Alexandru Ștefănescu, a model of Christian virtue
Alexandru Ștefănescu, nephew Sandu – for the younger ones – or monk Atanasie, in the last years of his life, was a model of faith, behaviour, uprightness and constant devotion. An Oltean from the Corabiei region, he had been a member of the Brotherhood of the Cross since his youth, following with the impetus of youth the principles of moral and Christian education of the Legionary school of unceasing sacrifice for the spiritual progress of the Romanian nation.
A turbulent life of arrests, dungeons and camps followed. When you have given all the energy of your life, all the strength of your work and sacrifice for the ideal you have chosen, nothing seems difficult to achieve. With great activity, modesty and enthusiasm, he tried to make himself useful in all the circumstances that life offered him. He spared no effort when he could do good. In the harsh conditions of investigation and imprisonment, he was an example of hard work, impeccable behaviour and sacrifice. He never compromised; he never abandoned the ideal of his youth, which he cherished throughout his life.

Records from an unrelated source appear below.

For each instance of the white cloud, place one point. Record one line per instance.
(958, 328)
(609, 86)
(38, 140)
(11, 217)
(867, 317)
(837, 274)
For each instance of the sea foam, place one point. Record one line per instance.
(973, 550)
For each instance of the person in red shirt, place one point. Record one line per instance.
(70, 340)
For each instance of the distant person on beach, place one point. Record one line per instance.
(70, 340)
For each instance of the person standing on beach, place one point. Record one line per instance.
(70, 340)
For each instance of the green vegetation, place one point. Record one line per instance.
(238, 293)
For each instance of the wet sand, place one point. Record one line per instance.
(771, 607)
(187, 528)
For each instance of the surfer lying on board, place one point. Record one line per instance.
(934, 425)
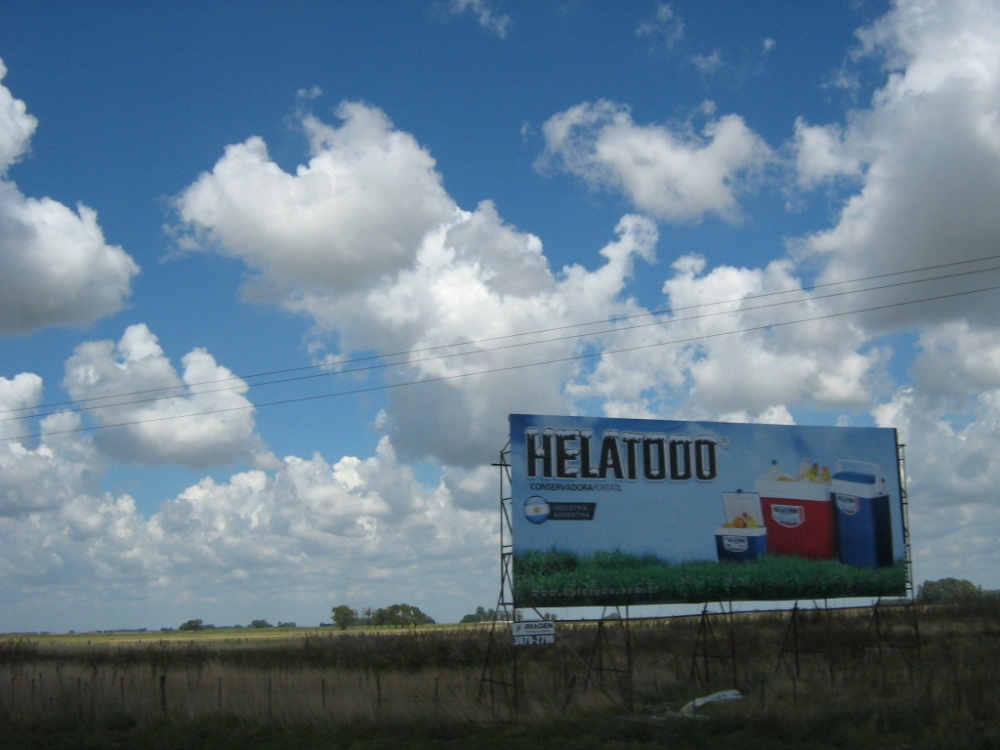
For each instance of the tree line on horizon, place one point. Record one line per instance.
(942, 591)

After his release from prison, he married and settled in Corabia. After 1989, when his pension was increased by the addition of compensation for the 12 years of recognised imprisonment, Alexandru Ștefănescu discreetly helped his neighbours, like many other people in need. He always had one or two students from modest families whom he supported financially – without his substantial help they would not have been able to attend university.
In Corabia he had good advice and a special remedy for various ailments, so that everyone he knew greeted him with great respect and sought his help, more like a doctor. Although he had no specialist training, in prison he had the opportunity to learn the secrets of the profession from the doctors with whom he worked, and later successfully applied simple and effective treatments to those for whom the specialists had found no cure.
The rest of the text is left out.